The unit now sports a flat, white tablet design instead of a wedge, with a magnesium rear panel replacing a rubber backing. At 8 inches, the Kindle 2 is half an inch taller than its predecessor, but it’s also half as thick — now about 0.36 inches, or roughly the width of a pencil. It remains 5.3 inches wide.

Kindle 2’s redesign replaces its scrolling dial with a tiny thumbstick for easier vertical and horizontal navigation, boosts the old unit’s 4-level grayscale display to 16 shades of gray — providing sharper contrast — and cuts the form factor by a tenth of an ounce, slimming the unit down to 10.2 oz.

Amazon also said it redesigned the unit’s button layout after customers called the previous design awkward. It said that Kindle 2’s new button locations make it easier to turn pages and simpler to operate with one hand.

Page 2: But will it grow beyond a niche?

Amazon Kindle 2 redesign
Spectators examine Amazon’s new Kindle. Photo: Judy Mottl

Page 2 of 2

While the first generation of the Kindle shipped with 256MB of internal storage — roughly equivalent to 200 books — the revamped version offers 2GB, which Amazon said enables it to house 1,500 titles.

Kindle 2 also includes a 25 percent stronger battery. According to Amazon, the device can run without a charge for up to two weeks if the wireless service is off, with that span reduced to four or five days if wireless remains on.

With the first Kindle, users could read for about a week without using wireless, and had to recharge about every other day with wireless enabled.

Still a niche?

Yet the sleeker, sexier design and new features won’t draw a mass fan base anytime soon, experts said.

For one reason, Amazon’s current price of $359 may be too high to encourage users beyond a niche group of enthusiasts. The unit first sold for $399, before a price drop last Spring to $359. Bezos has said that the cost of the technology in the unit precludes further price cuts.

“The value proposition isn’t appealing to the average worker,” Van Baker, a Gartner analyst, told InternetNews.com. “While this new device sparks interest in the Kindle, it’s not going spark mass market ignition.”

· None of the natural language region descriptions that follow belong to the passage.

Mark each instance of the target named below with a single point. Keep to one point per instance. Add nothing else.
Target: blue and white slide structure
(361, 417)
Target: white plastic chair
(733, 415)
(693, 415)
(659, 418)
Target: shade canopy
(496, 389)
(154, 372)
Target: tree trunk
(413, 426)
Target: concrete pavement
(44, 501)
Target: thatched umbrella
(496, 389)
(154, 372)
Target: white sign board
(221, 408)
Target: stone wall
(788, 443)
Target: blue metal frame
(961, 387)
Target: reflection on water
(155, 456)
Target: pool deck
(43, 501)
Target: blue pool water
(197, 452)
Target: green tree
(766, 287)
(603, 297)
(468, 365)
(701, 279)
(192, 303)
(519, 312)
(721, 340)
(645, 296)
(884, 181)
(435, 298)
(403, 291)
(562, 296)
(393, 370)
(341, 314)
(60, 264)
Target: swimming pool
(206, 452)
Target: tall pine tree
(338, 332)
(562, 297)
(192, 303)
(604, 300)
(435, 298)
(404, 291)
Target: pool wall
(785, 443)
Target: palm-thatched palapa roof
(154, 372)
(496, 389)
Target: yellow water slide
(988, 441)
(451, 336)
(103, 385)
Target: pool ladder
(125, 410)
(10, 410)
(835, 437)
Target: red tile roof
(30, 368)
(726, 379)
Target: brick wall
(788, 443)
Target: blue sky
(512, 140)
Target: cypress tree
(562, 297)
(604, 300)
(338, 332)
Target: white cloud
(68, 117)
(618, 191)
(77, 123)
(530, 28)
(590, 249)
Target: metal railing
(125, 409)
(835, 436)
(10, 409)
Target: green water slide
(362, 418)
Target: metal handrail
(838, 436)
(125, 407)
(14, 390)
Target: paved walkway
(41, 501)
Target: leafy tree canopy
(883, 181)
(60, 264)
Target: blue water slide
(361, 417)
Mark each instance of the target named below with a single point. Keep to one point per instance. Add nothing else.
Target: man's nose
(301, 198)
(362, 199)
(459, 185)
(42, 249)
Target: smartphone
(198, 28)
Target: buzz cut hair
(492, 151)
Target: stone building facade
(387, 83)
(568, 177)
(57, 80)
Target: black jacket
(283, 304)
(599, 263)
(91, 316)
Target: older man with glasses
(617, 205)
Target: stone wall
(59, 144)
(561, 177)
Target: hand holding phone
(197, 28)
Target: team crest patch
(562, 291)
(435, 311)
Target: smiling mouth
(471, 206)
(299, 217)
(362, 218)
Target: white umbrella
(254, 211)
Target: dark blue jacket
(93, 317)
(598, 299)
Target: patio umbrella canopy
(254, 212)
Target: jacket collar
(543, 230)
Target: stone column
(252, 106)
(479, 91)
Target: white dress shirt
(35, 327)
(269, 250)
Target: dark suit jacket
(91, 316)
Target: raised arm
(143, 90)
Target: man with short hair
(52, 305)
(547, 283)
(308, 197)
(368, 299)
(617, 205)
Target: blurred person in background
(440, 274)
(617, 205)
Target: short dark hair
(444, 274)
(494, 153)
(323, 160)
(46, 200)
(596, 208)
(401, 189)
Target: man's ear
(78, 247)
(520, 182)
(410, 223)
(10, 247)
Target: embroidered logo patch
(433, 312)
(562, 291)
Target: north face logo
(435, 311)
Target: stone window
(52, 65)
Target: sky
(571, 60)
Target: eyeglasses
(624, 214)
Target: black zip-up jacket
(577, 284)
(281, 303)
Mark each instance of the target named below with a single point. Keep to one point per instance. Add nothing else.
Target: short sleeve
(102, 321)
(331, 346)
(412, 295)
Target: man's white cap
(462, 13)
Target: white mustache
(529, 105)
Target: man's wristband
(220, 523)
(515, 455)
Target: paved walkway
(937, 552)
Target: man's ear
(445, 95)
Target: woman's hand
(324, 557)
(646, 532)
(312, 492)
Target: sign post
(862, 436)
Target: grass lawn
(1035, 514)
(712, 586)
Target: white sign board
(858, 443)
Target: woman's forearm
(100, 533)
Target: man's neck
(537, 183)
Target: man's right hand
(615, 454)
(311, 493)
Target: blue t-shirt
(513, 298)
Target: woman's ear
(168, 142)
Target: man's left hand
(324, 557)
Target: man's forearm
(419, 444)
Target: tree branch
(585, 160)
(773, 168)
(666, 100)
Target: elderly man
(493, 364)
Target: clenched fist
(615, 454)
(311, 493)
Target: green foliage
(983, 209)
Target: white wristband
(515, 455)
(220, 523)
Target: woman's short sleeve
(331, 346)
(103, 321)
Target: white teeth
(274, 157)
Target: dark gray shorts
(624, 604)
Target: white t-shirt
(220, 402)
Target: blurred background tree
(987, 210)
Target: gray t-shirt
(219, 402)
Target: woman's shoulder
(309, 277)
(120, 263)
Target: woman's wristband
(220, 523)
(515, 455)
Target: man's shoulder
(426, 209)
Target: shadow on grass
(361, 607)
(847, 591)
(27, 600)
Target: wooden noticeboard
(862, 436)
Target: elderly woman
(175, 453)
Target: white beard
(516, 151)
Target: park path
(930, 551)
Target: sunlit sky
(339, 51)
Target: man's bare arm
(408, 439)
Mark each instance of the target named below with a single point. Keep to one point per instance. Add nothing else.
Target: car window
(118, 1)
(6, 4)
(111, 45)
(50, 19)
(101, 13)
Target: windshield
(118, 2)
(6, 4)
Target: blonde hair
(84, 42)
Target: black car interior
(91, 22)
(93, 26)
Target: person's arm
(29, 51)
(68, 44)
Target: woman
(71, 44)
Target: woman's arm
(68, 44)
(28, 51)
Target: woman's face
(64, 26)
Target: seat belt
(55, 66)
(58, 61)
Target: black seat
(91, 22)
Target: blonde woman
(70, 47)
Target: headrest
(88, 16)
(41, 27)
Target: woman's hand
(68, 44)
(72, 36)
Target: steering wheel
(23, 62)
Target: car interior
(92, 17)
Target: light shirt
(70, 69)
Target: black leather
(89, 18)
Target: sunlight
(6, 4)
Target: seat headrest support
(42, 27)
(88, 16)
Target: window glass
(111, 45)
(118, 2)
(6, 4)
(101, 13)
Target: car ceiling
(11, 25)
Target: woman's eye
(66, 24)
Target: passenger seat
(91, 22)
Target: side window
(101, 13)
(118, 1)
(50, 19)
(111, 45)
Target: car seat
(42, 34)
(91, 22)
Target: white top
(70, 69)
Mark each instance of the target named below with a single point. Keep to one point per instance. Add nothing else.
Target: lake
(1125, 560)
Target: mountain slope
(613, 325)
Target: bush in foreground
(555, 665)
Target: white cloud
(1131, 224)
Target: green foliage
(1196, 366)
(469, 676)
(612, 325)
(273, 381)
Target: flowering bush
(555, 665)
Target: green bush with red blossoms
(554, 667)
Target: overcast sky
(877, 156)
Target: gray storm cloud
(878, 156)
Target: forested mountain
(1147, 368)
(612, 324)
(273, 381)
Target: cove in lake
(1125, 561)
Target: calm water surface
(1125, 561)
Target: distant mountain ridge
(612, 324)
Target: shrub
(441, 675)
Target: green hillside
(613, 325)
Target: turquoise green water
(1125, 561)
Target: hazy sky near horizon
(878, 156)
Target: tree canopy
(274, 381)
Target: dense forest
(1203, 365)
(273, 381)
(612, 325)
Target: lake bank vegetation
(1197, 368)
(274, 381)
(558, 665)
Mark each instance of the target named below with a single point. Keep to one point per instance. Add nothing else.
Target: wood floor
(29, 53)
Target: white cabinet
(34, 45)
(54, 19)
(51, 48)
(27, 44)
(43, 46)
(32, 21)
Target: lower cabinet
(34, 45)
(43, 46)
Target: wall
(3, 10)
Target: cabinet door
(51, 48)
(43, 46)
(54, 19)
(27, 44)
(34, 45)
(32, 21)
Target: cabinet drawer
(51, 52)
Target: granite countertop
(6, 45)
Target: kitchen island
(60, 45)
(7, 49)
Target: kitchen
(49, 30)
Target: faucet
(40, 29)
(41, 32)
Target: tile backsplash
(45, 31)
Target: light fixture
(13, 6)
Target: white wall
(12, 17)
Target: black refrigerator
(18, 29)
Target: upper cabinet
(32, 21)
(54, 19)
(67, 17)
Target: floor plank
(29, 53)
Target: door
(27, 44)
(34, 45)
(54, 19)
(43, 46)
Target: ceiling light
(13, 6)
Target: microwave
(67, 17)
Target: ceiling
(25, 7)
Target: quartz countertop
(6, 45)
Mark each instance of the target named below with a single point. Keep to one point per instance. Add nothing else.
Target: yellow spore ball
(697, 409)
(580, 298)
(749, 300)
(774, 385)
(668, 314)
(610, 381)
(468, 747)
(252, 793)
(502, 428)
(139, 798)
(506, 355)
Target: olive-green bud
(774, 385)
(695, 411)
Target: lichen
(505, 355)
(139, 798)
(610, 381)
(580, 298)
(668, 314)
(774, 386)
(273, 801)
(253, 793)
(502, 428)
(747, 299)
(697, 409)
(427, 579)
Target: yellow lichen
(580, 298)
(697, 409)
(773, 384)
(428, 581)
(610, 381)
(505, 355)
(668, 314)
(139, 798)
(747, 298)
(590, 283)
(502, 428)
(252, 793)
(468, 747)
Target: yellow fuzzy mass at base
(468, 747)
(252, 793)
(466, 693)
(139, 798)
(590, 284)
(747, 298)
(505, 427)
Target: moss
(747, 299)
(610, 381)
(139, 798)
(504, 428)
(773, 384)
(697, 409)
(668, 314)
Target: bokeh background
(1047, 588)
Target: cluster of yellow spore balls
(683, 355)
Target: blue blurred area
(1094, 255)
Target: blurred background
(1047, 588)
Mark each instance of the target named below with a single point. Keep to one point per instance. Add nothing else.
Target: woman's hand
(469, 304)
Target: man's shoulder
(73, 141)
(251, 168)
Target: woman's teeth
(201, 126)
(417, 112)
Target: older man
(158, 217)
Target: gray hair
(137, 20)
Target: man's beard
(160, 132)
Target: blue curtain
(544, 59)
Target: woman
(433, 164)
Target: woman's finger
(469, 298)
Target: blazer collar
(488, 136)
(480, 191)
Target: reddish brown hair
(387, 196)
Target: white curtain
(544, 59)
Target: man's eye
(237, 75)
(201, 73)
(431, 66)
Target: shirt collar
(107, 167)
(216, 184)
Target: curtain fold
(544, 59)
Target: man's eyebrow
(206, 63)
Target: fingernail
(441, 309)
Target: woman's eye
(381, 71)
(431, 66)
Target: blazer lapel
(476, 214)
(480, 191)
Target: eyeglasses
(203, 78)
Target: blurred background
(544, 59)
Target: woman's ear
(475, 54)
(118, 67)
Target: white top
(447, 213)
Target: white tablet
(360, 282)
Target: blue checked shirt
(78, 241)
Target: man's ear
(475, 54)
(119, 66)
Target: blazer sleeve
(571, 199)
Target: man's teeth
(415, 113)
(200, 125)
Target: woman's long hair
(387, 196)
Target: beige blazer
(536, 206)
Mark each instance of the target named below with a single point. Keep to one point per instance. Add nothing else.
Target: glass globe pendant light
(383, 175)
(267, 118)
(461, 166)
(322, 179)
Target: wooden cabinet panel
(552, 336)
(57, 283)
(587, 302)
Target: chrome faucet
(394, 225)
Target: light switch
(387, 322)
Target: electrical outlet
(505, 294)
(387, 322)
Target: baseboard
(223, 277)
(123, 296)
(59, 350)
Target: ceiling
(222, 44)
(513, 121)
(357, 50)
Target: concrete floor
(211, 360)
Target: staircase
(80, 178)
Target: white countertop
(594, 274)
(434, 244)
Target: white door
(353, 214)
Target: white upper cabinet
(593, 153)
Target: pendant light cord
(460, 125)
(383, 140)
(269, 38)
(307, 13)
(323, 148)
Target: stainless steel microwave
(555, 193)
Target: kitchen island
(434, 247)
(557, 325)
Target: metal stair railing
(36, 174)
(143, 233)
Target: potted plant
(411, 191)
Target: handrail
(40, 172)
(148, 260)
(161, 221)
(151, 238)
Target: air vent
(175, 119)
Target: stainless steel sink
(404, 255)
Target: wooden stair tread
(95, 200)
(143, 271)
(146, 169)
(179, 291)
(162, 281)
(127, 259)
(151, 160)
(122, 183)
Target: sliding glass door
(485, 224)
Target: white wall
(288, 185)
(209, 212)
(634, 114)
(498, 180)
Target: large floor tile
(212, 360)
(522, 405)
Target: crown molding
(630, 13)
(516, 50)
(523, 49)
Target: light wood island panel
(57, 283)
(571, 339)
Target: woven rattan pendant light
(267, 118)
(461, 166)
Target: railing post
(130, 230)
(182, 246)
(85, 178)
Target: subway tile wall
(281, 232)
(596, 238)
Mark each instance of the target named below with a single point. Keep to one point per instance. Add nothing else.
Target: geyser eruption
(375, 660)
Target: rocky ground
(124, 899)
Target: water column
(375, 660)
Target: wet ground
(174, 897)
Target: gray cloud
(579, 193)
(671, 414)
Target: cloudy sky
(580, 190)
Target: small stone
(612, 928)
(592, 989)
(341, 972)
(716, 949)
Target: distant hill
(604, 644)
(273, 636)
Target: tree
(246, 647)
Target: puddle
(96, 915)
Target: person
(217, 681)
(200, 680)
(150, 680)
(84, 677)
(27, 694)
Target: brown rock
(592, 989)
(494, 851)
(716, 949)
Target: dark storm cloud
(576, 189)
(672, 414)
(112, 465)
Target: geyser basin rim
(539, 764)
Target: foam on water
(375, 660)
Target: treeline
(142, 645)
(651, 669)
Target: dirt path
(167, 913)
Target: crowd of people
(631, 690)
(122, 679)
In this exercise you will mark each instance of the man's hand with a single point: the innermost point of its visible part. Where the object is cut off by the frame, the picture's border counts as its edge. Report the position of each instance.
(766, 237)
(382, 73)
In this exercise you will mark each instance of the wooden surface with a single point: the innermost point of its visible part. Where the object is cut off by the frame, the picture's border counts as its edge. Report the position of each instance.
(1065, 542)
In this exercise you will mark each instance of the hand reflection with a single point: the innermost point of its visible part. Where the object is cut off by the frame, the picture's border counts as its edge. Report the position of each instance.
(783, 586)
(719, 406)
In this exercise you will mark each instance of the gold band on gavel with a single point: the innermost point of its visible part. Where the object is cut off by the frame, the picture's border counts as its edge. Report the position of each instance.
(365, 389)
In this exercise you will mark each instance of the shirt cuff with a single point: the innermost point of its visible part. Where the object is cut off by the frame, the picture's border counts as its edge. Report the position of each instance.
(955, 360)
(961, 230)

That’s despite the fact that e-reading is a growing pastime. A new National Endowment for the Arts study said nearly 15 percent of all U.S. adults read literature online last year, and 84 percent of adults who read offline literature also downloaded books from the Internet last year. For those who read online articles, essays or blogs, the book-reading rate is 77 percent.

Ross Rubin, an analyst with NPD, agreed that that current costs, among other reasons, make it unlikely for e-book readers to catch on for a wide audience.

“It’s going to take a combination of a lower price point and a different content focus to drive these product to mass scale,” Rubin told InternetNews.com. “I’m a little surprised that they didn’t lower the price.”

Kindle’s content prices haven’t changed, either. Books cost $9.99, newspapers range from $5.99 to $14.99 monthly, blog services start at 99 cents and magazine subscriptions start at $1.25 a month. Users download the content through Kindle’s wireless connection to Sprint’s high-speed EVDO data network.

Still, not everyone thinks e-book readers will remain a niche interest.

Bestselling novelist Stephen King, who made a surprise appearance at today’s event, said books and e-readers go together “like peanut butter and chocolate.”

“It isn’t likely they’re competing with each other,” King said, adding that the unit makes reading more convenient.

“We read when we’re on walks and on treadmills,” he said. “You’re going to like this gadget.”

During the day’s events, the horror author also read from a new novella he wrote exclusively for release on the Kindle. The story, “Ur,” stars a demonic Kindle. Bezos chuckled at the description.